West African studio portraiture thrives
Though studio portraiture has a centuries-long history in West Africa, it thrived in the 1960s with both amateurs and renowned photographers-like Seydou Keïta and Malick Sidibé-contributing their own personal style to a collective practice of artmaking and chronicling social identity. In Burkina Faso, from his studio Volta Photo, Sanlé Sory captured confident and glamorous young people coming of age during a period of seismic political change.
Vietnam during the war
French photojournalist Marc Riboud may be best known for his 1967 photograph of teenage girl Jan Rose Kasmir holding up a chrysanthemum in peaceful opposition to the National Guard during an anti-Vietnam march. Riboud's reportage took him around the world, including Vietnam, where his images there reveal the lives of everyday citizens living through the war, and the quiet moments of shared human existence.
Limelight controversies
Raquel Welch was dubbed a bombshell of the 1960s and '70s, but she was also a mold-breaking actress who played self-assured female leads. In this image from Terry O'Neill, she is crucified in her fur bikini from the adventure-fantasy movie One Million Years B.C. (1966), likely a visual metaphor for the criticism she faced for her status as a sex symbol.
The late 1960s were a contentious time for boxer Muhammad Ali. In 1967, he refused to serve in the Vietnam War, and he was stripped of his 1964 heavyweight title and arrested, though he was eventually cleared in 1971. William Klein's sports doc The Greatest 1964-1974 (1974) showed the GOAT as he navigated a turbulent decade.
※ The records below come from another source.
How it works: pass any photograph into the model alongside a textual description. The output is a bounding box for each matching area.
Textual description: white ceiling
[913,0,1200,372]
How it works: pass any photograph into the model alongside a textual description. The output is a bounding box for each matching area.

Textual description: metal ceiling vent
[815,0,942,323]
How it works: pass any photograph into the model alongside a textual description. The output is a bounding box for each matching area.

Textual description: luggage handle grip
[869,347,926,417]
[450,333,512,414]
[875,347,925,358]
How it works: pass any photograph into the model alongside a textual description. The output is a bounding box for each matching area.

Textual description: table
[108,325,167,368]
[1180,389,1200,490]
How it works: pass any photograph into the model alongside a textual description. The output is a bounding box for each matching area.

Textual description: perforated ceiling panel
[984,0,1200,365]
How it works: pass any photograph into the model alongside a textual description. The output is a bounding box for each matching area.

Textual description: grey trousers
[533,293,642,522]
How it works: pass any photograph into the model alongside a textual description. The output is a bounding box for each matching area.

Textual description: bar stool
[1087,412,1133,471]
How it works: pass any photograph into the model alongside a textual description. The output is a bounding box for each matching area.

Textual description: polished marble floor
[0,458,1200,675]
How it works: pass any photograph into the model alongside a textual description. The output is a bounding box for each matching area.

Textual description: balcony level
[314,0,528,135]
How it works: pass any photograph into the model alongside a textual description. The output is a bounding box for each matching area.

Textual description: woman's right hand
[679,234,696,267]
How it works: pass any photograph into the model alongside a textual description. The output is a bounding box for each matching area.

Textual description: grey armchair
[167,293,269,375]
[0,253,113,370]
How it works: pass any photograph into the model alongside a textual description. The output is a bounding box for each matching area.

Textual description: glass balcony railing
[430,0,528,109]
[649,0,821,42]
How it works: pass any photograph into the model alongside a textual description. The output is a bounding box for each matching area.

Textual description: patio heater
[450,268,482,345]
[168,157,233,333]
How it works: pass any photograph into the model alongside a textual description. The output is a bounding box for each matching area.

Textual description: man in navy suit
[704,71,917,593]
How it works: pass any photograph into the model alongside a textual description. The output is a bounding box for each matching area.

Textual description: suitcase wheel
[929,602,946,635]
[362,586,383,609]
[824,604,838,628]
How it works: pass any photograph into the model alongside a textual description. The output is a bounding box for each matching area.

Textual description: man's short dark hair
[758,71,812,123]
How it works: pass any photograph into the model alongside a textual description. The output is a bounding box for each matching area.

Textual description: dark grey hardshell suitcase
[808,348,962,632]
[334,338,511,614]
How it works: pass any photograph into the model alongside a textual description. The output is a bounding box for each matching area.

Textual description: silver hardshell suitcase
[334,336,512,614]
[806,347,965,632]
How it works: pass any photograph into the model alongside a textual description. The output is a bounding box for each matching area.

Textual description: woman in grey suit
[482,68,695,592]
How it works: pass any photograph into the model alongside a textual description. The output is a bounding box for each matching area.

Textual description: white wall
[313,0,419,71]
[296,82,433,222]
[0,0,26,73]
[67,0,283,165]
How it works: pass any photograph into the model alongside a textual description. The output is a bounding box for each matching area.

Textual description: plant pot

"Black is Beautiful" becomes a mantra
During Civil Rights-era America, the empowering phrase "Black is beautiful" entered the zeitgeist. Photographer Kwame Brathwaite championed the mantra, helping to usher in an era of confident and visible black beauty, from celebrity portraiture to beauty pageants in Harlem.
The original smart kitchen-sort of
Neiman Marcus promised to revolutionize the kitchen with the Honeywell kitchen computer, but the 100-pound machine cost $10,000 and required some serious engineering chops. The department store didn't sell a single unit, despite adding it to its recommended holiday gift list, but Honeywell would later be instrumental in powering the predecessor to the modern internet.